New Orleans      Over a decade ago, ACORN stumbled into an offer that seemed exciting as a progressive experiment. Friends and relatives of friends and comrades had been bitten by the enviro-bug and had built a mobile biodiesel machine with a 20,000-gallon monthly capacity in Santa Barbara, California. A beautiful stainless-steel contraption, we were offered the machine at half the price of its value and a tax-deduction, as a contribution to the New Orleans recovery.

We thought of it as an investment in the future as well. It ran on kitchen grease, and New Orleans was swimming in restaurants, which meant kitchens, which meant grease galore. My son and my nephew drove out to pick up the machine and haul it back. We showed it off at the coffeehouse and at a book launch. We visited an AmeriCorps volunteer who had made a go of it in Jefferson Parish. Chaco took a course on biodiesel from the LSU Agricultural Extension Service. We agreed to rent space to house it in an artist’s warehouse near our offices.
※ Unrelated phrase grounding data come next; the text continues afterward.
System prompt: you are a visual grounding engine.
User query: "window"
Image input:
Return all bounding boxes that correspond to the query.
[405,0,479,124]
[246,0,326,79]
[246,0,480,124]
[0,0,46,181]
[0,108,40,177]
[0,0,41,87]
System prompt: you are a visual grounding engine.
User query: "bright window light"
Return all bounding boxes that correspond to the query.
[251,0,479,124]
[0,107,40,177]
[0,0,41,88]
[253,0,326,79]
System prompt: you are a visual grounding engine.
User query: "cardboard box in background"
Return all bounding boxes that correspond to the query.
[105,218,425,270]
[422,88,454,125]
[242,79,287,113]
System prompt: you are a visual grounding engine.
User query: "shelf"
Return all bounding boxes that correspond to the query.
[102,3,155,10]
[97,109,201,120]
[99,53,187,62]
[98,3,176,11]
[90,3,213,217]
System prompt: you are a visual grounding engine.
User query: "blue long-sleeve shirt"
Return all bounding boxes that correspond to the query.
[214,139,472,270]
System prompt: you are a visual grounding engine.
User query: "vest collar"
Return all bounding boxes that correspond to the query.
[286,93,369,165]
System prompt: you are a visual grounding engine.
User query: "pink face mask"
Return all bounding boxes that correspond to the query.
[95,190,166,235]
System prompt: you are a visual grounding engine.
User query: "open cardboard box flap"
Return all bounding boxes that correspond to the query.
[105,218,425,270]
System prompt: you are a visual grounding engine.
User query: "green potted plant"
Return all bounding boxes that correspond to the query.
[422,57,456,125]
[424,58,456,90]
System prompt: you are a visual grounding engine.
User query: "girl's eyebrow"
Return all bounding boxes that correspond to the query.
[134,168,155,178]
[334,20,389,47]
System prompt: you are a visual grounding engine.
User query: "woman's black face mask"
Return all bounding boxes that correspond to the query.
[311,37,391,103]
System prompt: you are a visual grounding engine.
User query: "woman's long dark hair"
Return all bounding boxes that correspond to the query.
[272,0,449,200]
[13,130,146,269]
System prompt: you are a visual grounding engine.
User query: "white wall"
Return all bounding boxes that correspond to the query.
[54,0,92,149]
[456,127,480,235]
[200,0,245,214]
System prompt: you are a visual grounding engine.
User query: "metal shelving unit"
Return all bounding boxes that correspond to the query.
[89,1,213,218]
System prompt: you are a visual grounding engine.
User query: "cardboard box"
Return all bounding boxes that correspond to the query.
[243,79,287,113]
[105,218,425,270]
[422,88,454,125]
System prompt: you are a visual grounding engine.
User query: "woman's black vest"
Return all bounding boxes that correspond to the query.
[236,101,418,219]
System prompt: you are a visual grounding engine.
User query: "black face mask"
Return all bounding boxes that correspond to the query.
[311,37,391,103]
All we had to do was get the grease and convince people to spend a small amount of money to convert their cars to be able to run on this kind of biodiesel fuel. We were all in!

And, then we hit bumps on the road. One restaurant after another told us that, “yeah, we used to have to pay to clean out the grease, but now we’re getting paid by collectors.” Suddenly, or at least, it felt like suddenly to us, grease had become a commodity. There were a couple of small refiners in Louisiana willing to pay suppliers, meaning restaurants. Our sustainability model, if I could call it that, depended on getting grease for free.  We had no budget to compete with for-profit procurers. Surely, the market would change, we hoped. We got out of the lease, wrapped the machinery back in black plastic, and paid a storage yard to let us park the biodiesel machine there. My nephew became a bartender. My son hunkered down at Fair Grinds. We would wait it out.  Eventually, we stored it in our own building in our own warehouse, but still it sat there until 2020.

We found a partner who was building an alternative recycling operation who had four or five diesel trucks that did the collection. They were willing and able to pickup the torch and make this work, or at the worst, use it to fuel their own trucks, so it would breakeven. We gritted out teeth, and wished them well.

That’s not the end of this story, because part of this is a tale not of how nonprofits try to survive at the cutting edge of change, but how deep pockets eventually benefit. The New York Times ran a story with the headline, “Oil Companies Smell Profit in Restaurant Grease.” My jaw dropped while reading. It seems that now oil companies think they can cash in on this because of increased demands for pollution emissions controls, the problem of retrofits to use biodiesel in trucks and cars has been solved. “Phillips 66, Marathon, Holly Frontier and several other refineries are spending roughly $2 billion to retool refineries to produce the fuel over the next four years.” Other refineries are being shut down given plummeting demand decreases in the pandemic. These folks are stepping in with canyon deep pockets.

We – and many others – may have been ahead of our time, but, once again, we are behind on the dime.